Dernière semaine de marche : plus que quatre jours avant d’atteindre Saint-Nazaire, le bout du chemin.
Après la journée de break d’hier, où j’ai profité de la plage, pris un bain de mer, joué du piano et savouré le plaisir d’être chez moi, me voilà repartie ce matin. C’est vraiment agréable d’avoir pu se ressourcer sans changer d’hébergement !
Départ frais mais ensoleillé
Il fait à peine 9°C au départ. Bonnet, écharpe et gants sont de rigueur pour démarrer cette étape à Piriac-sur-Mer, que je rejoins en bus depuis Guérande.
Le soleil brille dès le lever du jour, succédant à une belle nuit étoilée.
Rochers, croix et rencontres
Le sentier est dévié à Piriac-sur-Mer, au niveau de la pointe du Castelli où se trouve un sémaphore.






Je fais un petit détour pour aller voir la croix de Penhareng, dressée sur un fût rectangulaire installé sur de grosses pierres.

Un curieux rocher, dit Tombeau d’Almanzor, se dresse en mer proche du rivage.
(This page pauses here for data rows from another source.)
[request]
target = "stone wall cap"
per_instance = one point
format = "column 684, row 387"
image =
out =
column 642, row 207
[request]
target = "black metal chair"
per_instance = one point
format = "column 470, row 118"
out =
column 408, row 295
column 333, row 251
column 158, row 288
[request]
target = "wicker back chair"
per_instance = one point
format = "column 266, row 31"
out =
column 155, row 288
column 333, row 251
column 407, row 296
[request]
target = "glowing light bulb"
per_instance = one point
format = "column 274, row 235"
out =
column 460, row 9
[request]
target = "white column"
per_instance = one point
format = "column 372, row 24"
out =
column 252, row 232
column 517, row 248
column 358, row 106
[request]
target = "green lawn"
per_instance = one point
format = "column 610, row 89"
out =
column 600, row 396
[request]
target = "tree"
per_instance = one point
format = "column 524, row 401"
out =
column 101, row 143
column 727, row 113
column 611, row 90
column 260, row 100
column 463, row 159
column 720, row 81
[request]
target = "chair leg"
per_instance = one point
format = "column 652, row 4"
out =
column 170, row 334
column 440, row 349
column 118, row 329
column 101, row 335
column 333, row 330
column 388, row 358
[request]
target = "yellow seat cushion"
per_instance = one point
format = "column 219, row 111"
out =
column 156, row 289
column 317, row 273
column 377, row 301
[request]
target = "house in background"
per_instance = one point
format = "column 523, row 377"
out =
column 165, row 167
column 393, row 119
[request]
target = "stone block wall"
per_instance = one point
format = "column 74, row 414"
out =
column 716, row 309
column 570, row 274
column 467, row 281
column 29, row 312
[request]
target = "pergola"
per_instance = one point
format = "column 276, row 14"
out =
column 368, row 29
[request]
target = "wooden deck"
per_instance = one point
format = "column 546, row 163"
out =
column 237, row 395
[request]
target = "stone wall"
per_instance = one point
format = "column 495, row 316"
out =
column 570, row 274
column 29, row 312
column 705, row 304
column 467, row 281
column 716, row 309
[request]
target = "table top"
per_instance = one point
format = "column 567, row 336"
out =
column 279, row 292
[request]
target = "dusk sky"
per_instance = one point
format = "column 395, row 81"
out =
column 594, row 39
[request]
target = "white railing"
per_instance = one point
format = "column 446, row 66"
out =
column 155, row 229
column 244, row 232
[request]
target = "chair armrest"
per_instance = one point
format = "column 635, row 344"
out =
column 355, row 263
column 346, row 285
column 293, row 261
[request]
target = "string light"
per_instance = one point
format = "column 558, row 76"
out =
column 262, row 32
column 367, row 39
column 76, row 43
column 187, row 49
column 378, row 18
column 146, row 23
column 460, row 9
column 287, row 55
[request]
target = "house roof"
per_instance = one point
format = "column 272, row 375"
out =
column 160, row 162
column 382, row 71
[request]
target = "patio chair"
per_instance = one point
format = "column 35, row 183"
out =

Selon la légende, il renfermerait le corps d’Almanzor, seigneur de Lauvergnac. De retour d’une croisade aux côtés de Saint Louis, son navire aurait fait naufrage lors d’une violente tempête. Le rocher se serait alors ouvert pour accueillir la dépouille du chevalier, portée là par les flots.



Je rencontre Michel et Annette, deux marcheurs qui se promènent sur le GR34. Ils viennent de terminer le chemin de Compostelle en mai dernier, après un mois et demi de marche. Nous cheminons ensemble un moment, échangeant sur nos aventures respectives.
Du port du Lérat à la grande plage
Je poursuis mon chemin en longeant le joli petit port du Lérat, où je discute un instant avec un pêcheur d’éperlans.



Le GR34 s’enfonce ensuite dans les terres avant d’atteindre La Turballe, que l’on découvre par son port de pêche, puis par son port de plaisance.




Quelques cabines de plage sont installées au début de la Grande Plage, appelée aussi Grande Falaise. Elle fait partie de la rade du Croisic que je parcourrai demain.

Le sentier longe cette vaste plage de plus de quatre kilomètres, sur la dune qui la surplombe. Quelle épreuve d’avancer dans ce sable fin comme du sel pendant quatre kilomètres !





À son extrémité, c’est la pointe de Pen Bron. Je fais la pause pique-nique sur le remblai, face à la mer, à proximité de la pointe.

Des marais à la cité médiévale
Après la pointe, je remonte contre le vent du nord-est en direction de Guérande. Le sentier traverse les marais salants avant de passer en sous-bois et à travers la campagne ponctuée de petits hameaux.


Au niveau de Clis, une petite croix taillée dans un bloc de granit attire mon regard. Taillée dans un unique bloc de granit, cette croix monolithe représente le Christ en croix sur une face et la Vierge à l’Enfant sur l’autre. Elle repose sur un piédestal de forme grossièrement cylindrique, portant la date de 1825.

Après avoir longé des champs cultivés, le sentier entre dans Guérande, ville médiévale perchée sur une colline dominant les marais salants qui ont fait sa renommée.


Deuxième siège épiscopal du diocèse de Nantes après la cathédrale, la collégiale Saint-Aubin doit son statut à un chapitre de chanoines fondé vers 860. Dédiée à Saint Aubin, évêque d’Angers, elle est au cœur d’une tradition ancienne, marquée notamment par une légende liée à une attaque normande au Xe siècle. Reconstruite aux XIVᵉ et XVᵉ siècles sur les vestiges d’une église romane incendiée, elle présente aujourd’hui un remarquable style gothique flamboyant breton. Classée Monument historique dès 1840, elle conserve un trésor visible dans la chapelle Sainte-Marguerite, témoignant du prestige religieux du lieu.

Je quitte le GR34 pour traverser la ville fortifiée et rejoindre ma voiture. Une fois mon sac à dos posé chez moi, je descends aussitôt à la plage pour une baignade bien méritée.